The Court appreciates that Mr. Zappin has a constitutional right to access the judicial system and seek redress for his grievances. And yet, balancing the nature of that right with the burdens he has imposed upon the judiciary as an institution and the various civil servants Mr. Zappin has baselessly accused of harboring animus against him leads this Court to the inescapable conclusion that the Magistrate Judge's recommendation of a pre-filing injunction should be adopted.
IV. CONCLUSION
For the forgoing reasons, the Court OVERRULES Mr. Zappin's Objections and ADOPTS AND INCORPORATES HEREIN the PF&R, ECF No. 29. Accordingly, the Court GRANTS Defendants' Motions to Dismiss with Prejudice (ECF Nos. 11 & 15), and ORDERS this case stricken from its docket.

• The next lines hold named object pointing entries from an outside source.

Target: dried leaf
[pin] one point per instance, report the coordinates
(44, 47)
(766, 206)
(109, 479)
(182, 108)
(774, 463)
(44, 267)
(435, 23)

Furthermore, Mr. Zappin is ENJOINED from further filings in this Court against any current or former New York or West Virginia judge, official, employee, or counsel representing such persons in previous litigation involving the Plaintiff arising out of the New York divorce proceeding, the New York disciplinary proceeding, or the West Virginia reciprocal disciplinary proceeding without first seeking leave from this Court.
The Court DIRECTS the Clerk to send a copy of this Memorandum Opinion and Order to Plaintiff, who is acting pro se, and counsel of record.